Auditing
Auditing determines which actions were executed by which identity, and the time those actions were performed. As described earlier, Microsoft 365 allows administrators to audit actions that are performed in the service regarding file sharing and collaboration, syncing, deletion, and access. A comprehensive zero-trust policy will ensure that auditing data is captured for security analysis purposes.
The main auditing activities for files are as follows:
- Accessed file
- Copied file
- Deleted file
- Deleted file from the recycle bin
- Deleted file from the second stage recycle bin
- Downloaded file
- Moved file
- Uploaded file
In addition, sharing is also part of the audited log activities.

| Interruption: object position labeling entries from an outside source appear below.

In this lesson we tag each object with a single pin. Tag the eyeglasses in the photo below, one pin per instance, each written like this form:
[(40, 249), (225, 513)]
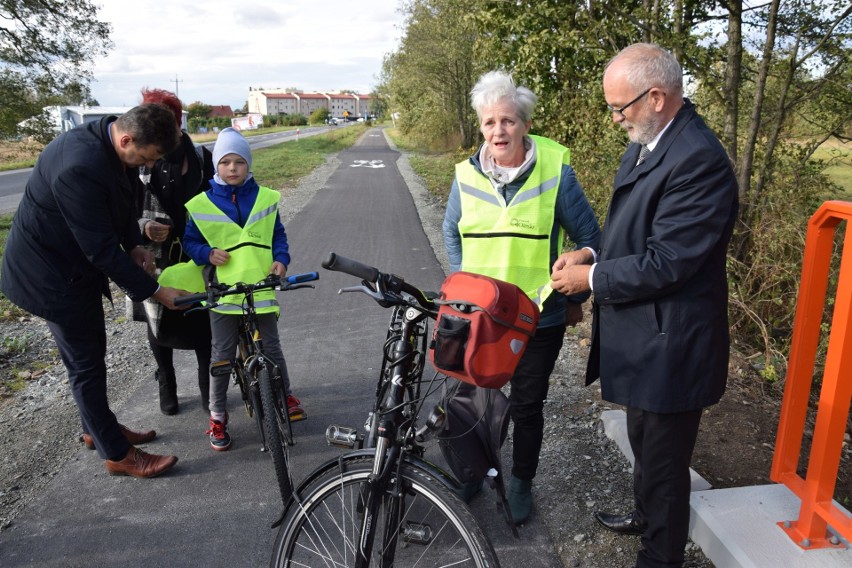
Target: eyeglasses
[(622, 109)]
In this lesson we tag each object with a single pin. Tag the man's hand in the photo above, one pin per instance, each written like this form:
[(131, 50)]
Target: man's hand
[(278, 269), (144, 258), (574, 257), (571, 279), (157, 231), (218, 257), (166, 296)]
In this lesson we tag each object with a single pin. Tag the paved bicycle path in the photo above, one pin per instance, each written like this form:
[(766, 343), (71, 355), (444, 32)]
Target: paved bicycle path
[(215, 508)]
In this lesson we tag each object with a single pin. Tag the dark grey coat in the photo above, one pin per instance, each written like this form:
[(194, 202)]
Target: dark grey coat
[(71, 231), (660, 329)]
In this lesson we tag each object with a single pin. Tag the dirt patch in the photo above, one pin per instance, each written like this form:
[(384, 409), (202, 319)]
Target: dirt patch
[(12, 152)]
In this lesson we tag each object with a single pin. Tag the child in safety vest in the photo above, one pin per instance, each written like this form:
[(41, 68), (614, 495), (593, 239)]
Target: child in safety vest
[(238, 215)]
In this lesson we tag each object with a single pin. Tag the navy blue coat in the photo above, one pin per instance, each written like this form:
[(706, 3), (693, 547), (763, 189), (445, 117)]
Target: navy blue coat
[(71, 231), (660, 329)]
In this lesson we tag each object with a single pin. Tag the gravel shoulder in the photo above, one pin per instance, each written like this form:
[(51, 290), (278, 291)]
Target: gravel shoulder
[(581, 469)]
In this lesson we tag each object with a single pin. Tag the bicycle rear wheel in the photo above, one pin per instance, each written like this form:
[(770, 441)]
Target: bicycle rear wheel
[(274, 434), (428, 526)]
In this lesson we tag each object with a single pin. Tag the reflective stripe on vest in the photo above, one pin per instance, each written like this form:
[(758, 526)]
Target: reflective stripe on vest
[(250, 246), (511, 241)]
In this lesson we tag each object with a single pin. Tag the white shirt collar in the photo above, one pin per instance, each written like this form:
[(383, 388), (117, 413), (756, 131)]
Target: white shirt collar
[(653, 143)]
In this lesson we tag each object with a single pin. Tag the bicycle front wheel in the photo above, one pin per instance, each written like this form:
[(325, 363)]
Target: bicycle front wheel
[(273, 430), (425, 525)]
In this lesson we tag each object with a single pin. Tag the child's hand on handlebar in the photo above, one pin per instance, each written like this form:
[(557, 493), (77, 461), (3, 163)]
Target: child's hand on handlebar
[(166, 296), (278, 269)]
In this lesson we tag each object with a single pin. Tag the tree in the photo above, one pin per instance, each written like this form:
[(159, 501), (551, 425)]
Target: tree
[(430, 77), (771, 79), (46, 46)]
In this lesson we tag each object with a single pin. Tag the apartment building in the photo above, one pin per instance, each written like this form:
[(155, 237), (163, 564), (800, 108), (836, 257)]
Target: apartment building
[(279, 101)]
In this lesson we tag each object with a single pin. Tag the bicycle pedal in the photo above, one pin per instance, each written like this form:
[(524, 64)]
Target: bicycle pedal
[(417, 533)]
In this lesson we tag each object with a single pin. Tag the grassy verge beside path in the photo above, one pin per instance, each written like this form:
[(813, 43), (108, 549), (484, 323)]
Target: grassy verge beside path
[(436, 169)]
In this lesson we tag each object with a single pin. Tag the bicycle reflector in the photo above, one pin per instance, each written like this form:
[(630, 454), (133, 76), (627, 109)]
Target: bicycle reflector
[(342, 436)]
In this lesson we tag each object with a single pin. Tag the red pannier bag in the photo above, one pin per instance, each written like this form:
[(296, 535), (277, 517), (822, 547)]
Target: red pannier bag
[(482, 329)]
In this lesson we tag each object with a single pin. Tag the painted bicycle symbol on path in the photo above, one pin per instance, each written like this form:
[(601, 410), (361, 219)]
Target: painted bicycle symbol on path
[(367, 164)]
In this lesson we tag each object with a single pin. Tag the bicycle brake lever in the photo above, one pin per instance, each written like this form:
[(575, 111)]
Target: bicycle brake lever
[(297, 286)]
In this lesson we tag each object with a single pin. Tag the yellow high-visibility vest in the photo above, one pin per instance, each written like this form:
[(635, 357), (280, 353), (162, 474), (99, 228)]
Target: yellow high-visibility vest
[(250, 246), (511, 241)]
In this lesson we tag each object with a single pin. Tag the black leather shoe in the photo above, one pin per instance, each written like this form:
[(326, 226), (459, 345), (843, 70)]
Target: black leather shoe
[(622, 524)]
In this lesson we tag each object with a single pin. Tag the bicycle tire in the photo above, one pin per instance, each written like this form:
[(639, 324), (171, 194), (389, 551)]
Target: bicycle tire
[(275, 444), (435, 528)]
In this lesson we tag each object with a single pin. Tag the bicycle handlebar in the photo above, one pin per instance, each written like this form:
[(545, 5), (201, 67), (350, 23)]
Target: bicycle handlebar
[(384, 287), (216, 291), (349, 266)]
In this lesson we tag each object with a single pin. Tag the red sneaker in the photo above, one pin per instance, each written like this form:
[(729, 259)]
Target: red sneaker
[(220, 440)]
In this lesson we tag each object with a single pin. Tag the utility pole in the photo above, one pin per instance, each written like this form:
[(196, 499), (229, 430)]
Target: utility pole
[(176, 81)]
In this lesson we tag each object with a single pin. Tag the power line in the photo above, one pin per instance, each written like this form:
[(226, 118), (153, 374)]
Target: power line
[(176, 81)]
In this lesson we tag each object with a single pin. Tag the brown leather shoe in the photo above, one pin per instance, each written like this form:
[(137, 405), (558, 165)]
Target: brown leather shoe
[(140, 464), (135, 438)]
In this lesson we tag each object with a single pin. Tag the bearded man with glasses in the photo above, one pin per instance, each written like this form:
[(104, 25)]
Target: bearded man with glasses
[(660, 339)]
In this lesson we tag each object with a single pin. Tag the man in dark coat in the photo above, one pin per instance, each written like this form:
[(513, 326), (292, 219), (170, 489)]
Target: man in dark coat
[(660, 330), (74, 229)]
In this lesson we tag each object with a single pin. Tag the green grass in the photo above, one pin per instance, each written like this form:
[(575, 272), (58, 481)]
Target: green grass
[(437, 170), (838, 159), (283, 165)]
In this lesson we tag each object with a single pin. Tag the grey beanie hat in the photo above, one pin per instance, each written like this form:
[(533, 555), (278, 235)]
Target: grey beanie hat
[(231, 142)]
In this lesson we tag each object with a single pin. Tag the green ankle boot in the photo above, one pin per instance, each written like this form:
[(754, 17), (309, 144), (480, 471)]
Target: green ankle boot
[(520, 499)]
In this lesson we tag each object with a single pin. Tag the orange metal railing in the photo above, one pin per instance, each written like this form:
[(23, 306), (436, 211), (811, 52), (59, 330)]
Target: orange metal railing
[(816, 490)]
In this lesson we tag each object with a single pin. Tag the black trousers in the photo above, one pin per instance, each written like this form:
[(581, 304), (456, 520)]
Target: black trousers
[(529, 386), (662, 446), (83, 351)]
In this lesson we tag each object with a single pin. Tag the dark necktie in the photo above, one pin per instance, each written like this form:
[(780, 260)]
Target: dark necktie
[(643, 153)]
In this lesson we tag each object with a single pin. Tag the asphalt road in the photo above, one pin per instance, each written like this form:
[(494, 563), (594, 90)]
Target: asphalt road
[(13, 182), (215, 508)]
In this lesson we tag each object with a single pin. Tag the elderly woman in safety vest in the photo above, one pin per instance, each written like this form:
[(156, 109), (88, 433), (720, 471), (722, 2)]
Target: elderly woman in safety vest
[(510, 208)]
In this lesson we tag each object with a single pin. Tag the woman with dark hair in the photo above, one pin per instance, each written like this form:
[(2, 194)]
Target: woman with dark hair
[(159, 204)]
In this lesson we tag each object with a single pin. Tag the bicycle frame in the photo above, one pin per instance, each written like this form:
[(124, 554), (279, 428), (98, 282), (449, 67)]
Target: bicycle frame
[(261, 386)]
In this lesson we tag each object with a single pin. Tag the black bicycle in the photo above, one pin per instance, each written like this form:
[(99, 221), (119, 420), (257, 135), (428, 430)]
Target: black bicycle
[(259, 379), (383, 504)]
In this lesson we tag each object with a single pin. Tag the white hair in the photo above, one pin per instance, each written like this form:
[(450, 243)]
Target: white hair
[(650, 66), (496, 86)]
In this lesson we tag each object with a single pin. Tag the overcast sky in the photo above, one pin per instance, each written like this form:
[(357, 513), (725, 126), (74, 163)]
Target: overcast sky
[(217, 49)]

The main sharing audited activities are listed as follows:
- Created access request
- Created a company-shareable link
- Created a sharing invitation
- Shared a file, folder, or site
- Used a company-shareable link
- Withdrew sharing invitation
A view of the audited sharing activities on the Audit screen inside the Microsoft Purview compliance center located at https://compliance.microsoft.com/auditlogsearch can be seen in Figure 7.16:
Figure 7.16 – Audit activities
As mentioned earlier, administrators should leverage audit logs, along with activity alerts and Cloud App Security (CAS) policies, to learn which actions are being taken by users and administratorsregarding files and sharing inside their organization.
Classification and Protection
Microsoft 365 allows users and administrators to classify and protect documents (stored in OneDrive, SharePoint, or locally) as well as email messages, using the Azure Information Protection (AIP) service. AIP is part of Microsoft Purview Information Protection (formerlyMicrosoft Information Protection (MIP)).
From a zero-trust perspective, classification is important because it can be used to influence policy (both organizational policy and technology policy) to restrict access to data based on business needs.
Administrators can create classification labels and configure the actions available to users of the label. For example, a label can be configured to allow or deny the ability to take screenshots, copy content, or print it. Labels can be used to prevent users from modifying the recipients of a message or forwarding it to others. Once the labels have been configured and published, users can apply them to protect documents, files, and emails.
Administrators can also audit and control how classification and encryption technologies are used across the organization. Content is classified using the following methods:
- Outlook
- Office applications such as Word or Excel
• EXO transport rules, which modify specific message properties throughout its transport
- Security and compliance center DLP rules
- Windows Explorer using the AIP unified labeling client
After classification has been applied, the email message or document will display its tag, and users—if authorized to open the file—will be able to review which actions they are allowed to take on that information (Figure 7.17):
Figure 7.17 – Classification label
AIP is part of both Microsoft 365 E3 and Microsoft 365 E5. In Microsoft 365 E3, users must perform data classification manually. With Microsoft 365 E5, administrators can configure classification so that it happens automatically, such as when an application detects sensitive content such as credit cards or social security numbers.